I have an engineering team using a Dell server with windows on it for Thermal Desktop analysis. It is a dual CPU system with 128 cores. When they run any of their tests, the system will only use one socket and 64 cores. The thermal desktop team recommended asking Dell if there is a BIOS setting that could change this or an environment variable that prevents it from working. The windows environment variable NUMBER_OF_PROCESSORS says the value is 64, but I am not sure if this is really an issue. I can run prime95 for example, and it will create all 128 threads and use all CPUs and cores.
If anyone has an idea of what might be preventing it from working, I would appreciate the input. Thank you very much.
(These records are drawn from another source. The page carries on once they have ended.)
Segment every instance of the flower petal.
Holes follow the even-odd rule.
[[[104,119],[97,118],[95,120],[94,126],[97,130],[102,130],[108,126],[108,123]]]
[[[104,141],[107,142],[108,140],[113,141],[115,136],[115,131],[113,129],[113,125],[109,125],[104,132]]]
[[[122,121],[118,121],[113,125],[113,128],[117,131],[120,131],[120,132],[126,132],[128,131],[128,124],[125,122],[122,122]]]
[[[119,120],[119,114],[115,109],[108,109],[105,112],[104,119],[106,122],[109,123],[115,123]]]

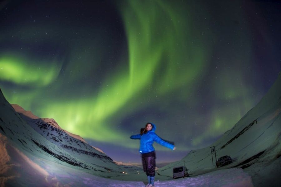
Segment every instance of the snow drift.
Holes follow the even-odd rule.
[[[217,158],[229,155],[232,164],[216,168],[210,147]],[[221,169],[241,168],[252,177],[255,186],[279,186],[281,180],[281,73],[267,94],[230,130],[205,148],[191,151],[181,160],[160,169],[171,177],[173,167],[184,165],[191,176]],[[213,155],[214,157],[214,155]]]

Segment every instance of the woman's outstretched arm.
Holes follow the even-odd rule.
[[[132,135],[130,137],[130,138],[131,139],[140,139],[141,136],[140,134],[139,134],[136,135]]]
[[[175,149],[174,149],[175,147],[174,145],[172,145],[170,143],[169,143],[168,142],[165,141],[160,137],[158,136],[155,133],[154,134],[155,136],[154,136],[154,138],[153,139],[154,141],[157,143],[158,143],[161,146],[165,146],[166,147],[167,147],[171,149],[173,149],[174,150]]]

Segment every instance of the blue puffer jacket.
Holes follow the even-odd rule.
[[[140,134],[133,135],[130,137],[131,139],[140,139],[140,152],[146,153],[155,151],[155,149],[152,146],[155,141],[162,146],[171,149],[173,149],[175,147],[173,145],[165,141],[155,134],[155,132],[156,127],[154,124],[151,124],[152,125],[152,129],[146,134],[143,134],[142,135]]]

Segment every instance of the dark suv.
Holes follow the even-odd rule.
[[[216,165],[217,167],[219,167],[219,166],[223,166],[230,164],[232,162],[232,159],[229,156],[225,155],[222,156],[219,159],[218,161],[216,162]]]

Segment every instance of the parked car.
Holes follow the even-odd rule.
[[[217,167],[219,167],[220,166],[223,166],[230,164],[232,162],[232,159],[230,156],[225,155],[222,156],[219,159],[218,161],[216,162],[216,165],[217,166]]]
[[[174,167],[173,169],[173,178],[185,177],[189,176],[187,171],[188,169],[185,166],[180,166]]]

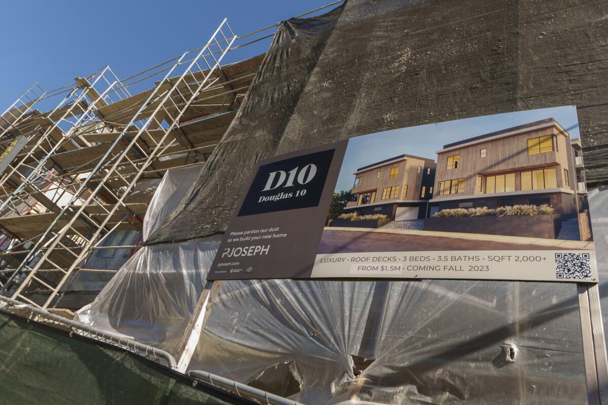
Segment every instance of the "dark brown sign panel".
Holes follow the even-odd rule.
[[[209,279],[310,277],[347,143],[260,162]]]

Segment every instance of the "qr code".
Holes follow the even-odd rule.
[[[589,253],[556,253],[555,276],[558,279],[590,279]]]

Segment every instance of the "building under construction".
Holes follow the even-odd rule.
[[[608,404],[597,285],[206,282],[261,158],[569,104],[603,276],[606,15],[593,1],[339,1],[246,35],[224,19],[126,78],[105,66],[35,84],[0,115],[6,403],[52,386],[54,403]]]

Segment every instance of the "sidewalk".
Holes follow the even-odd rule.
[[[441,250],[592,250],[593,242],[457,232],[326,227],[319,253]]]

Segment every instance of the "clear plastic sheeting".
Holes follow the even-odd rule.
[[[133,246],[139,242],[141,237],[141,233],[137,231],[113,231],[99,245]],[[134,248],[94,250],[81,267],[88,270],[118,270],[134,251]],[[114,274],[108,271],[77,271],[72,273],[63,290],[101,291]]]
[[[193,165],[167,171],[146,213],[144,238],[175,209],[199,170]],[[77,319],[174,354],[219,242],[217,237],[142,247]]]
[[[167,171],[150,201],[143,219],[143,240],[158,228],[179,206],[201,171],[202,163]]]
[[[584,153],[584,151],[583,151]],[[608,187],[589,190],[589,212],[599,274],[599,299],[604,337],[608,344]]]
[[[189,370],[304,404],[586,404],[576,287],[225,282]]]
[[[210,238],[142,248],[77,320],[174,356],[219,245]]]
[[[143,219],[143,240],[158,228],[179,206],[186,191],[192,185],[202,164],[170,169],[162,179],[142,182],[134,192],[131,199],[141,200],[142,193],[155,190],[154,195],[146,202],[150,205]],[[139,196],[139,197],[137,197]],[[133,197],[133,199],[131,198]],[[142,233],[136,231],[114,231],[99,243],[100,247],[134,246],[142,240]],[[118,270],[135,252],[135,249],[98,249],[85,261],[80,267],[89,270]],[[78,271],[66,283],[63,291],[100,291],[114,273],[103,271]]]

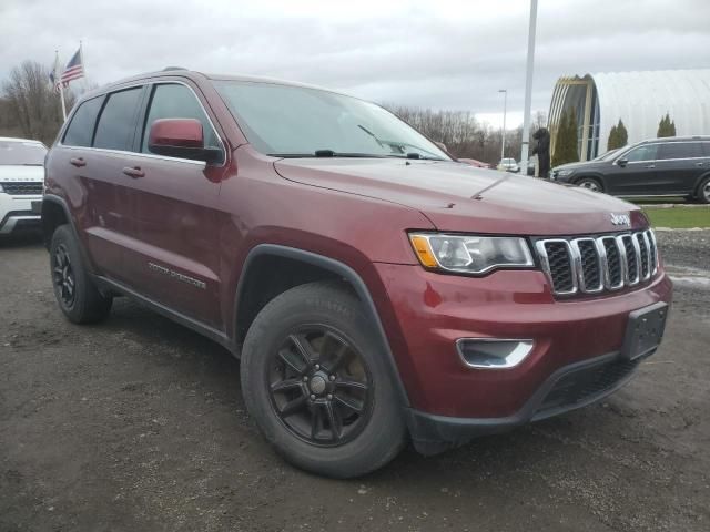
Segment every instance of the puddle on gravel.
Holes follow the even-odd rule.
[[[667,264],[666,273],[677,285],[710,290],[710,272],[707,269]]]

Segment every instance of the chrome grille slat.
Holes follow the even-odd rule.
[[[555,295],[599,294],[637,286],[658,272],[651,229],[620,235],[544,238],[536,249]]]

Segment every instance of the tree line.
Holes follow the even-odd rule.
[[[0,95],[0,136],[36,139],[50,145],[62,125],[59,95],[49,82],[49,66],[24,61],[14,66],[2,82]],[[64,91],[67,109],[77,94]]]

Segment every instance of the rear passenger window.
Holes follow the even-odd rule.
[[[102,101],[103,98],[94,98],[79,105],[69,127],[67,127],[62,144],[67,146],[91,146],[91,136],[93,135],[93,127],[97,124],[97,115],[101,110]]]
[[[626,154],[626,158],[629,163],[639,163],[641,161],[656,160],[656,151],[658,144],[643,144],[642,146],[631,150]]]
[[[93,147],[131,151],[141,88],[114,92],[103,106]]]
[[[692,158],[702,157],[699,142],[669,142],[661,144],[658,158]]]
[[[151,153],[148,149],[151,125],[160,119],[199,120],[202,124],[204,147],[221,147],[217,135],[212,129],[207,116],[204,114],[200,101],[185,85],[179,85],[176,83],[155,85],[148,111],[148,117],[143,126],[143,142],[141,144],[141,151],[143,153]]]

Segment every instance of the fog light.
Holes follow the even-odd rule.
[[[503,338],[459,338],[456,349],[469,368],[515,368],[532,351],[532,340],[508,340]]]

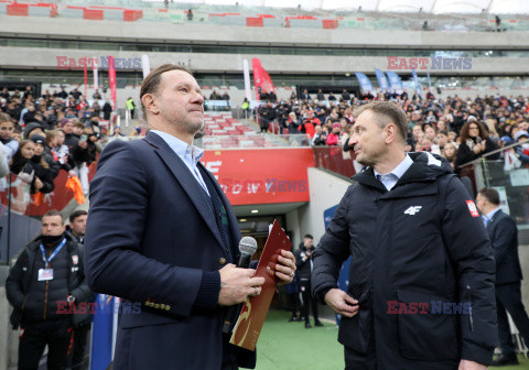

Have you or your engineering team looked into if the software package is capable of going beyond 64 threads? I imagine it can span multiple NUMA nodes and multiple processors, but perhaps the software vendor has a cap on the number of CPU cores or threads it can handle. It sounds like you've proven with prime95 that the platform in general can run applications on all cores.
When the thermal application is running, have you monitored with task manager? You can have task manager display CPU threads by NUMA node, and I wonder if the processes are being distributed to specific NUMA nodes/cores, staying only on the first socket. Or if spread evenly across sockets, but still using only 1/2 the threads (so no SMT threads).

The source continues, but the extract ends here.